WE PARKED OUR CAR next to Petyt Place close to Chelsea Old Church and the Chelsea Embankment on the River Thames. Our aim was to cross the river to take a stroll in Battersea Park, but before we had gone a few yards, we came across a granite Victorian drinking fountain, which turns out to have connections with India.

The structure was designed by the architect Charles Barrie (Junior) who lived from 1823 until 1900. He is responsible for many buildings in London and the south-east of England. His father Charles (Senior) was the architect of the Houses of Parliament, which were rebuilt between 1840 and 1876.
The drinking fountain was erected by the widow of George Sparkes of Bromley (Kent), who died in 1878 during his 68th year. Sparkes had been in Madras (now Chennai) in southern India.

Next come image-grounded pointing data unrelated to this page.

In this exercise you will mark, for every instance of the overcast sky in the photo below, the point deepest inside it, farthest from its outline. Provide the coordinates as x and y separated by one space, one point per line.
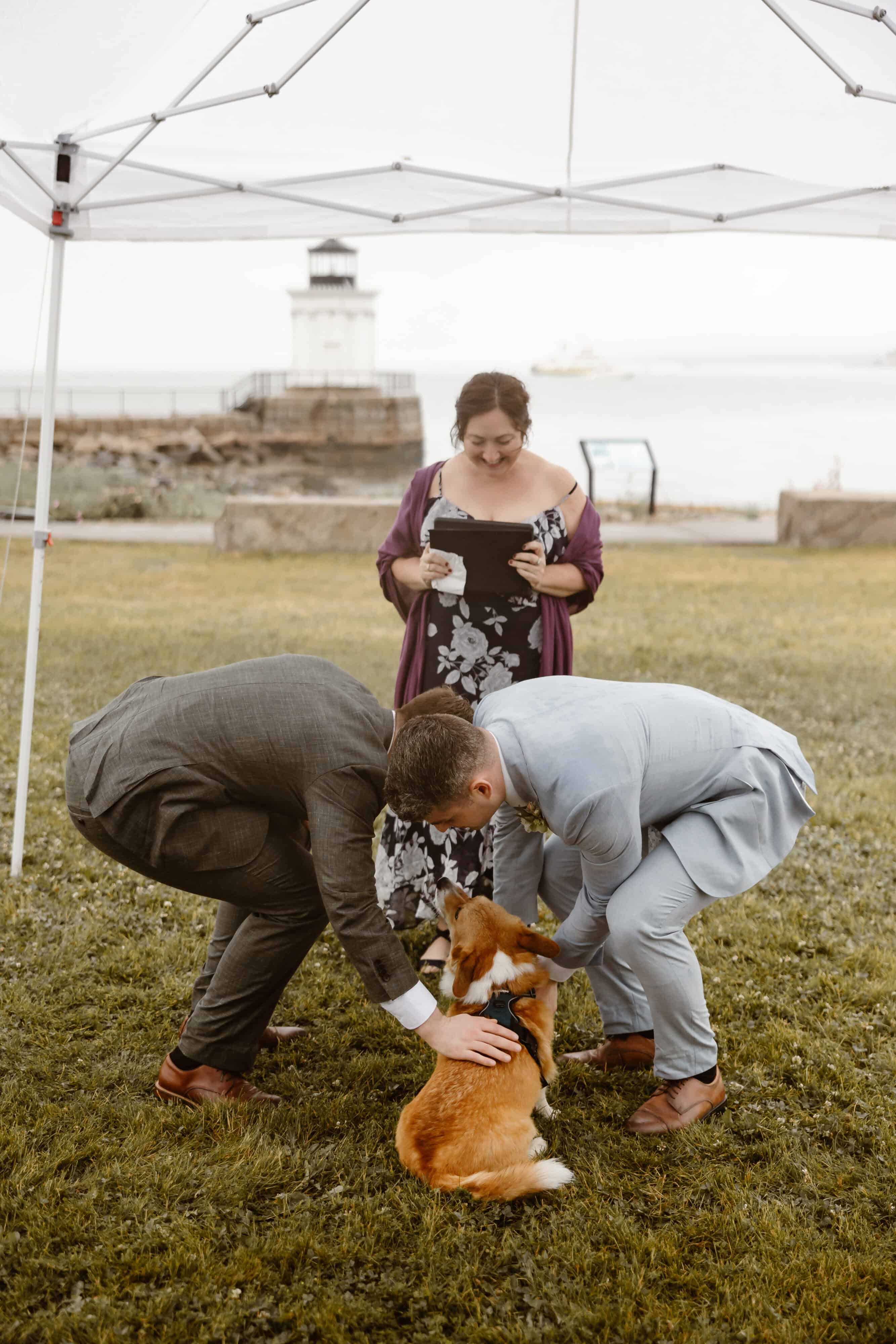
477 83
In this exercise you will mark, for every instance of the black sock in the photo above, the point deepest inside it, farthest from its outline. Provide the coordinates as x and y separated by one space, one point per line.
182 1061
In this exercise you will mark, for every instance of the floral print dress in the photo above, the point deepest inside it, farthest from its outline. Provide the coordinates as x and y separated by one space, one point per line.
476 646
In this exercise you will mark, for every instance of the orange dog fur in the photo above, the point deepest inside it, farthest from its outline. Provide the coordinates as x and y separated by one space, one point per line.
471 1127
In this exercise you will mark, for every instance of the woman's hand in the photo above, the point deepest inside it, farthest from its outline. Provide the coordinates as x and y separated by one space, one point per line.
433 568
469 1037
418 573
531 564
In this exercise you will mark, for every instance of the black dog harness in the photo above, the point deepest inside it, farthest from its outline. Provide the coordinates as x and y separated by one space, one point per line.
500 1009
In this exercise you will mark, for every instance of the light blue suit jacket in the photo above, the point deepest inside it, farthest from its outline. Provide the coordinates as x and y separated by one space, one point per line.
605 760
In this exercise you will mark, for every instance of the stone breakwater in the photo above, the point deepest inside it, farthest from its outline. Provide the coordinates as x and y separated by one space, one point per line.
327 443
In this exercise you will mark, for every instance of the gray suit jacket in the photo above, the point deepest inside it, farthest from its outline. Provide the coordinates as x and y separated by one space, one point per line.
186 771
605 760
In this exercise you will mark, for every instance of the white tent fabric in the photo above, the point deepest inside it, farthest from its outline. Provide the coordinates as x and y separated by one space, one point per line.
262 128
137 202
187 120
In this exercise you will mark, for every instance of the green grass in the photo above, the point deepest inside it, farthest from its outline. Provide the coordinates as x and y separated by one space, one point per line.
121 1220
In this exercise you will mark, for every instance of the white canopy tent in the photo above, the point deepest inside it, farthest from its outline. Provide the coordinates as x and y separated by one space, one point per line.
522 116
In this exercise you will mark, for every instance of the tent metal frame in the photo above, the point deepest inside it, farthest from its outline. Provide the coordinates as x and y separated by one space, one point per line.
878 15
58 235
283 189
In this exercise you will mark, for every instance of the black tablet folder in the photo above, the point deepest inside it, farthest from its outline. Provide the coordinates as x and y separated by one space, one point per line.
485 548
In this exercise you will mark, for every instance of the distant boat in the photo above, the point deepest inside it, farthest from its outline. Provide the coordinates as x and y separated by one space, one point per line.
581 364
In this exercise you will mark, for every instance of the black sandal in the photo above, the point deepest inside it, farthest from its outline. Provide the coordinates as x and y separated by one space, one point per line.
437 963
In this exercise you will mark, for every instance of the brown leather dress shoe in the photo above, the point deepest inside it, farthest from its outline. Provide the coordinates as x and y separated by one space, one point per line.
203 1085
632 1052
269 1040
679 1105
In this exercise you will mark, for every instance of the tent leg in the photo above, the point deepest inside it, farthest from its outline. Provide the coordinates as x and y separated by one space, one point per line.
41 536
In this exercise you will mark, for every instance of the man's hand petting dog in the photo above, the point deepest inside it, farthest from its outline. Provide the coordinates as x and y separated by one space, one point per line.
477 1040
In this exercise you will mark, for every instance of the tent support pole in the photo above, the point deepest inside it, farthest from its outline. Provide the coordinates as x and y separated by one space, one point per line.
41 537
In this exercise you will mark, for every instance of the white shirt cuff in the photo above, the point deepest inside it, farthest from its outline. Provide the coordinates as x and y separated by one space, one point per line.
414 1007
559 974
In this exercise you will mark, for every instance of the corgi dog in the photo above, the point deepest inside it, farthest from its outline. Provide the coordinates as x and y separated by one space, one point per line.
471 1127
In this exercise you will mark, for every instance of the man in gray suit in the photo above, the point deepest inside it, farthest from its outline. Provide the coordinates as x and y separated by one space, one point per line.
211 783
597 764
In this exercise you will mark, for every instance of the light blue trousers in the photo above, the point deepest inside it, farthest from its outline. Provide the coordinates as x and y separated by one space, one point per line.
649 976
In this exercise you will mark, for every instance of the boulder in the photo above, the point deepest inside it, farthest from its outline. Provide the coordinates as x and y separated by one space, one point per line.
86 444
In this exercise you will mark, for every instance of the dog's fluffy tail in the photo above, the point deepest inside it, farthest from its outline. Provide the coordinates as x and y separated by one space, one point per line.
512 1182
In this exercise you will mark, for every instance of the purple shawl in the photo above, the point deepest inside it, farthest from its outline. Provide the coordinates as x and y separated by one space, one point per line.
405 540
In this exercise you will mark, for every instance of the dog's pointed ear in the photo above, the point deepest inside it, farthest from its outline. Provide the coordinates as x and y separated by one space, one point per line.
537 943
469 966
449 898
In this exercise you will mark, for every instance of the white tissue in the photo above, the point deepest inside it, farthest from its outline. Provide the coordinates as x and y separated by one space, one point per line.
456 581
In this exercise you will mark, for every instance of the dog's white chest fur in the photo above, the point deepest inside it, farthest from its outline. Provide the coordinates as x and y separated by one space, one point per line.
502 971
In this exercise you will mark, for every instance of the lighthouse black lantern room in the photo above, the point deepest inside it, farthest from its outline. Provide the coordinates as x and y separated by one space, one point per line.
332 265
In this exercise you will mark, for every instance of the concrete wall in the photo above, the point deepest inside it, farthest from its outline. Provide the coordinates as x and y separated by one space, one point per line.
836 518
304 523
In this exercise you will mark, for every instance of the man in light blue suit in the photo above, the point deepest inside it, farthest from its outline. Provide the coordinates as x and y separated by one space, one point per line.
596 764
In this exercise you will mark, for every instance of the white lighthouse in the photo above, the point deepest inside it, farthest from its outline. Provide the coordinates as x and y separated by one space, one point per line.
334 322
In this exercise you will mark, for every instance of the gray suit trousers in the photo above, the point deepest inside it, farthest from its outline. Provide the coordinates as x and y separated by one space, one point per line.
649 976
269 917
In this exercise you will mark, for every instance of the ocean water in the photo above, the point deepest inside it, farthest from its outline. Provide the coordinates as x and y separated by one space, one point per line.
722 432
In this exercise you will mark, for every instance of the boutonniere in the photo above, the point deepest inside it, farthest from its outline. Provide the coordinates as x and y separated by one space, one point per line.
532 819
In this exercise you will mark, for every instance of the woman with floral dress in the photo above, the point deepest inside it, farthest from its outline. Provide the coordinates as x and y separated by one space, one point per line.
480 643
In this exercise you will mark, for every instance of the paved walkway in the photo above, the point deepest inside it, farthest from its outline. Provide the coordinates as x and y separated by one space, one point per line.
713 530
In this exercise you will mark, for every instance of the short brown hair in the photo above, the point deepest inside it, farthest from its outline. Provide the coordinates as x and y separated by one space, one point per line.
432 763
441 700
485 393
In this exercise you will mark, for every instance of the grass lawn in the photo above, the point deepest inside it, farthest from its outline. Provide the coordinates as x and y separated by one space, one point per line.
123 1220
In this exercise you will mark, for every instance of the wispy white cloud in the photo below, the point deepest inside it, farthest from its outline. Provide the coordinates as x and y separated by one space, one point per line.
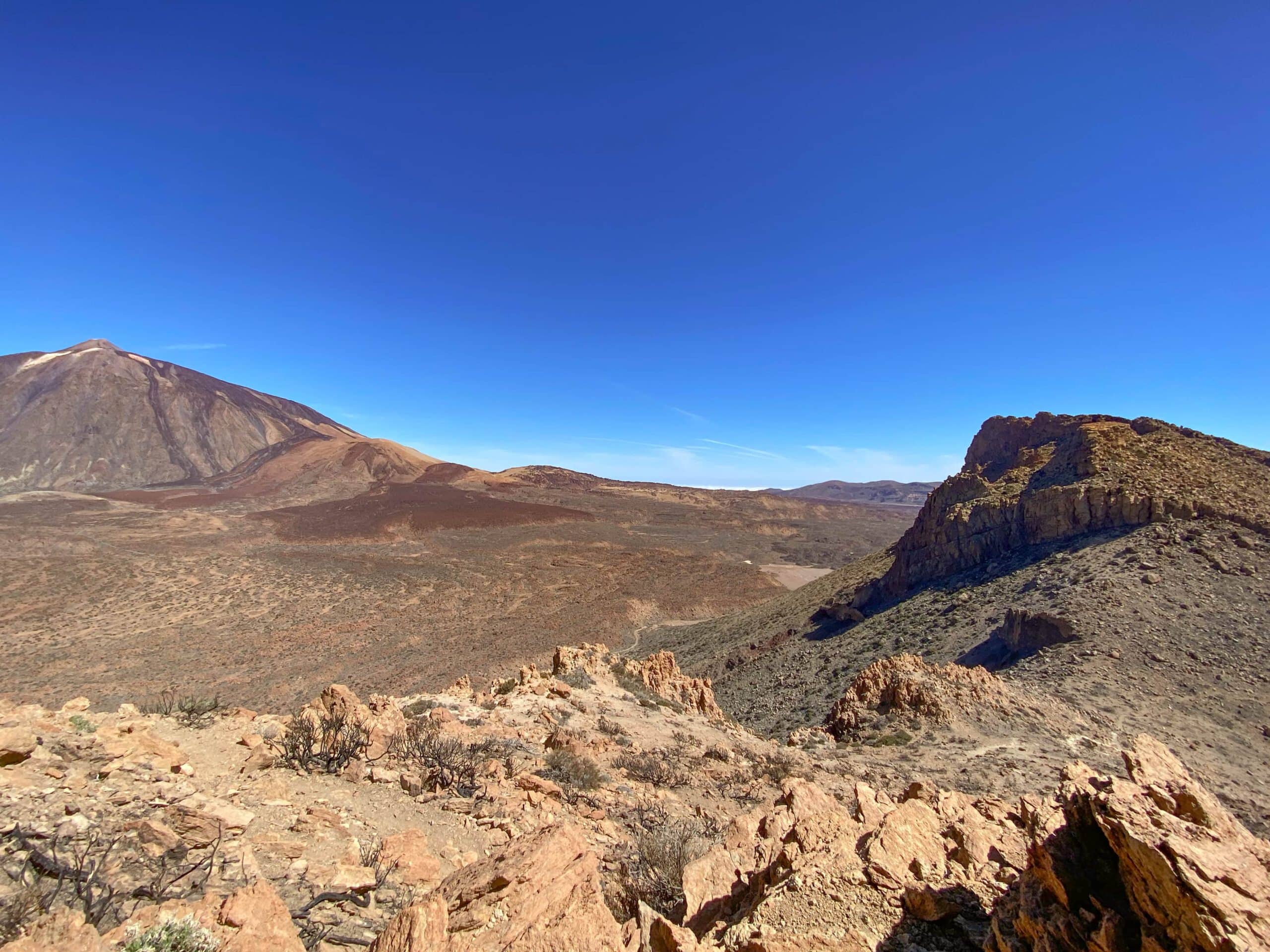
747 451
860 465
695 418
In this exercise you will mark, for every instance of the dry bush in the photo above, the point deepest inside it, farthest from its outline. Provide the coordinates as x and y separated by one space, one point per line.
445 762
324 742
573 771
653 767
662 847
190 710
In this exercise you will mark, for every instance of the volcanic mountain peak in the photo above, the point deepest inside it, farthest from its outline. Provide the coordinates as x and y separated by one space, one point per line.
94 416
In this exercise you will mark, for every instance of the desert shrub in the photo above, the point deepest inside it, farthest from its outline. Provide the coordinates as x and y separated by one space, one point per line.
194 711
776 769
611 728
662 847
190 710
573 771
441 761
898 739
578 678
324 740
417 709
171 936
652 767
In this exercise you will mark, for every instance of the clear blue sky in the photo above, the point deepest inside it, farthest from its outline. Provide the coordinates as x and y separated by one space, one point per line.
709 243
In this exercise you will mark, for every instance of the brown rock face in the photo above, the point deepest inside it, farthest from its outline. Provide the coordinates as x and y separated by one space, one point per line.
919 694
1153 862
539 894
662 676
1052 477
62 931
97 416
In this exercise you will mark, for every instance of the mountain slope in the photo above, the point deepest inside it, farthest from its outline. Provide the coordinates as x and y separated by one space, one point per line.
1122 567
879 492
96 416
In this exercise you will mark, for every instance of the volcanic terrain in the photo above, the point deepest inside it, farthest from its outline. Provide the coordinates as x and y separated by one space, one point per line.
163 529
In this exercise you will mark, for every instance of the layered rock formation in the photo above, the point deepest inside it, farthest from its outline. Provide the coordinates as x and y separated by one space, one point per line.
1151 862
596 847
1052 477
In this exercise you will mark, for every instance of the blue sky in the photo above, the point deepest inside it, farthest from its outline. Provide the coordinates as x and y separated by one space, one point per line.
713 243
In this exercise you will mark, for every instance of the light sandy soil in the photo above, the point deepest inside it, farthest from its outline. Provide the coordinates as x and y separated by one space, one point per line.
793 577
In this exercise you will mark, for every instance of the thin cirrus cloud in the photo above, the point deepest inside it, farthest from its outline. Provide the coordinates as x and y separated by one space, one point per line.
860 464
689 414
745 451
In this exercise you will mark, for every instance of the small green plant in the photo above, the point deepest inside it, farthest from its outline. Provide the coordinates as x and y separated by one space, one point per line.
172 936
578 678
418 709
893 740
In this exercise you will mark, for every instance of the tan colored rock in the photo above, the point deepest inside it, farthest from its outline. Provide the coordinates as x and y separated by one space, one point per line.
907 847
541 892
197 828
418 928
60 931
262 921
662 676
155 837
1184 874
412 857
17 744
659 935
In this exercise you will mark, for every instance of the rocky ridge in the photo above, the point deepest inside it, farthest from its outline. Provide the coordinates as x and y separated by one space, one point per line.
606 805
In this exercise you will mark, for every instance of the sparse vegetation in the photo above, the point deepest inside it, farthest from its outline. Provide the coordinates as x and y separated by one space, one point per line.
578 678
418 709
189 710
652 767
172 936
573 771
324 740
663 847
445 762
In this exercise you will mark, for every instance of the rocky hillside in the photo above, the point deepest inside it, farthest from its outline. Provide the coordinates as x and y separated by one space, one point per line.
1119 567
606 805
96 416
878 493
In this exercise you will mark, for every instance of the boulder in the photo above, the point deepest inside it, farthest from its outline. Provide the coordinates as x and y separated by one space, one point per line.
17 744
60 931
418 928
1151 862
409 855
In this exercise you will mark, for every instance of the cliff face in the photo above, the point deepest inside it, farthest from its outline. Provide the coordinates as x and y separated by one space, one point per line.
1044 479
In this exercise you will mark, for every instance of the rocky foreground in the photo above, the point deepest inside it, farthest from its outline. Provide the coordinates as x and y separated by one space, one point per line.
607 805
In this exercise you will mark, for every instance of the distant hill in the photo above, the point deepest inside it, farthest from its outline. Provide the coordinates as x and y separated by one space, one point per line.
1121 565
96 416
878 492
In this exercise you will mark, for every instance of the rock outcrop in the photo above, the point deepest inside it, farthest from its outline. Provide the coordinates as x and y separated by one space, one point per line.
540 894
906 690
1151 862
1052 477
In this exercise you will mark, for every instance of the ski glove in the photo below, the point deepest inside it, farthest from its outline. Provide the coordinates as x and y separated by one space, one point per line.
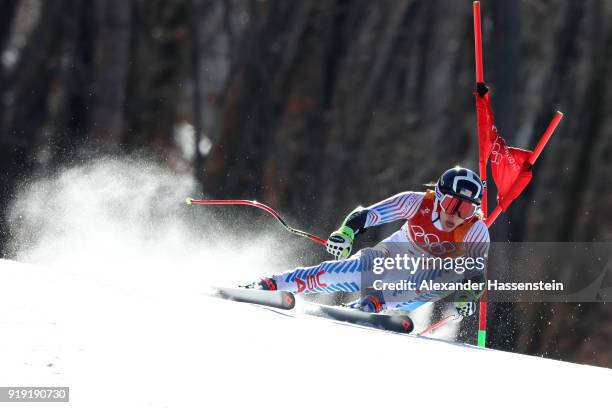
465 307
340 243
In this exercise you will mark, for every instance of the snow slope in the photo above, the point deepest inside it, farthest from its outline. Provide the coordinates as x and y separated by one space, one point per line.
155 342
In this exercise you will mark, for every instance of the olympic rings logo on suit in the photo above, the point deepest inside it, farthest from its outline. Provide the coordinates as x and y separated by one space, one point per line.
431 241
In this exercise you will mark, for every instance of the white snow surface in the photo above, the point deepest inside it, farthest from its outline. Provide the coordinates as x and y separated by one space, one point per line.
109 298
119 342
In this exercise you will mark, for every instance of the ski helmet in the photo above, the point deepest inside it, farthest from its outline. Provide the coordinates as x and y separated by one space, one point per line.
462 183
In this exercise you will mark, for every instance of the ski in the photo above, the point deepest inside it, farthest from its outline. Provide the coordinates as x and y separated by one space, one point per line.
277 299
395 323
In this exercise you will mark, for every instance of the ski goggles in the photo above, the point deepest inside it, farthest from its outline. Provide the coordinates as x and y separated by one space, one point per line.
455 205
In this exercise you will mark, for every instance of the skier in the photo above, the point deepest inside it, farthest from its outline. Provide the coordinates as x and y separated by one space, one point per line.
444 223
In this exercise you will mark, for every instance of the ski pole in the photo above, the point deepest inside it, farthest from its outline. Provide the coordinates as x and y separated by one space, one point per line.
449 318
269 210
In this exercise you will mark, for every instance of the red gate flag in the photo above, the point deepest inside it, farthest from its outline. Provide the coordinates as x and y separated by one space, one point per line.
510 165
511 171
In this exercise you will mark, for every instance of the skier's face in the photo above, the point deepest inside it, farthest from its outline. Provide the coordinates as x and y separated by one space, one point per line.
450 222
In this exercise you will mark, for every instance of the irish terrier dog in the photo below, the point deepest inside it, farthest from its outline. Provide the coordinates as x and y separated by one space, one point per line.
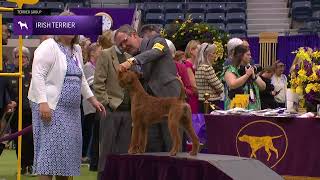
146 110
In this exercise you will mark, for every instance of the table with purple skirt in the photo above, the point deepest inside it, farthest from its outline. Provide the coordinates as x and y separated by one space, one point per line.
287 145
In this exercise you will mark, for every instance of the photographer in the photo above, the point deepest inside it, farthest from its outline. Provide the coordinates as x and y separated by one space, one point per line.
246 82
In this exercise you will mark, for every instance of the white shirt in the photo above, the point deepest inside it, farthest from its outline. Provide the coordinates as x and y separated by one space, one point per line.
49 69
280 83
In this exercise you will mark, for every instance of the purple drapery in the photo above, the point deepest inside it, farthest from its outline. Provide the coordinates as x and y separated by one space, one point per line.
286 45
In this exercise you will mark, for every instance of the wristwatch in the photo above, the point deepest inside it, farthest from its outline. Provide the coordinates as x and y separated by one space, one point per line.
132 61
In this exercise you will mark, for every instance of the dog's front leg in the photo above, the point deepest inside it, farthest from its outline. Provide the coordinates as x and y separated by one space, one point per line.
143 138
134 145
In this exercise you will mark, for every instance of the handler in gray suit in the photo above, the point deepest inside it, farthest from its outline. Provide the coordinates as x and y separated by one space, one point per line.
115 130
153 58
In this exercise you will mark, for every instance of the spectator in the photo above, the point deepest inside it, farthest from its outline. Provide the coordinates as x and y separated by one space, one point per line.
279 81
238 82
267 95
94 51
55 94
206 79
115 129
232 43
191 53
84 43
27 140
106 42
5 103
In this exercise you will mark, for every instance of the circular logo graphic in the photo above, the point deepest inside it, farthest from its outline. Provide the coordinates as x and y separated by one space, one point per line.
262 140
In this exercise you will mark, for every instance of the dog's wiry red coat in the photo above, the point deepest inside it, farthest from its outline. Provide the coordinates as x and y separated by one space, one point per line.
146 110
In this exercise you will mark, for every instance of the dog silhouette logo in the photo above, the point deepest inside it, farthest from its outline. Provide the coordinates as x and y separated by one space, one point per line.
257 143
23 25
262 140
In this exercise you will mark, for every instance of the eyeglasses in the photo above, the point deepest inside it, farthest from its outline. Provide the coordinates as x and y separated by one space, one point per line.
122 43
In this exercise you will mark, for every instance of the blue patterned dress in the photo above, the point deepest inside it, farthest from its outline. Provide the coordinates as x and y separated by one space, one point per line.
58 144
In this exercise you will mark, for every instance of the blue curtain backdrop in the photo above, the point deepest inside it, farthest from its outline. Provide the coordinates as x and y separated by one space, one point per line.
286 45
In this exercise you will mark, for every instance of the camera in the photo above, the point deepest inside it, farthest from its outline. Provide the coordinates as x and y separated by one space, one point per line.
256 67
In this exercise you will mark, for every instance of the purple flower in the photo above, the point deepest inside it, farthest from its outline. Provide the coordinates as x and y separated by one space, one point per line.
318 72
297 67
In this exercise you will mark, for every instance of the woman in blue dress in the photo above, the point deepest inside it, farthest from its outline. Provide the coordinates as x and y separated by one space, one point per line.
55 94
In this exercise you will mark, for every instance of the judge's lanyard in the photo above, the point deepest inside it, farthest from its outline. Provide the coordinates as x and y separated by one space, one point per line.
251 92
71 54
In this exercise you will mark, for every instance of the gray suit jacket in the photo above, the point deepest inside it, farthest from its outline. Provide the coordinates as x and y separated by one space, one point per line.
159 70
106 86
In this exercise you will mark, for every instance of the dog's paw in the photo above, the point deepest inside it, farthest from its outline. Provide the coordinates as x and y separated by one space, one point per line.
173 153
132 151
193 153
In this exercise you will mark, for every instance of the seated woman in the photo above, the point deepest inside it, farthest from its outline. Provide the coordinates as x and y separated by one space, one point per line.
206 79
242 79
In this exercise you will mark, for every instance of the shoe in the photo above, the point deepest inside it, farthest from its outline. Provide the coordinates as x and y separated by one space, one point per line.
24 171
30 171
93 168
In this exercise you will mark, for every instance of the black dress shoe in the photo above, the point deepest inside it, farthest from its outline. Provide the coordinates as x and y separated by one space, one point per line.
24 170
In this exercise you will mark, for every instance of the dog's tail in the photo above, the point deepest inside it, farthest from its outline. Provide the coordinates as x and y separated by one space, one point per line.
182 91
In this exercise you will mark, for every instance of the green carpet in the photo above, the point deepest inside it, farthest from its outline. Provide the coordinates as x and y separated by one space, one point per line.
8 169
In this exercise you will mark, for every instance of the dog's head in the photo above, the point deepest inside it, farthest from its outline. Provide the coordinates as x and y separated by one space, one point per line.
126 78
243 138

Seeing this sparked my interest and inspired me to find out more about the man in whose memory it had been constructed.
George Sparkes (1811-1878) was the oldest of the six children of George Sparkes and his wife Ann Alice Wiple. He was educated at Eton. His great grandfather was John Cator (Senior). George spent his younger years in the Madras Civil Service possibly in association with his relative Peter Cator. The latter, who served as a barrister and Registrar to the Supreme Court in Madras, was involved in education in India and published a book, “Christian Education in India: Why Should English be Excluded?”, in 1858. According to an issue of “Asian Intelligence” dated 1835, Peter donated 10,000 rupees to the Society for Promoting Christian Knowledge in Asia.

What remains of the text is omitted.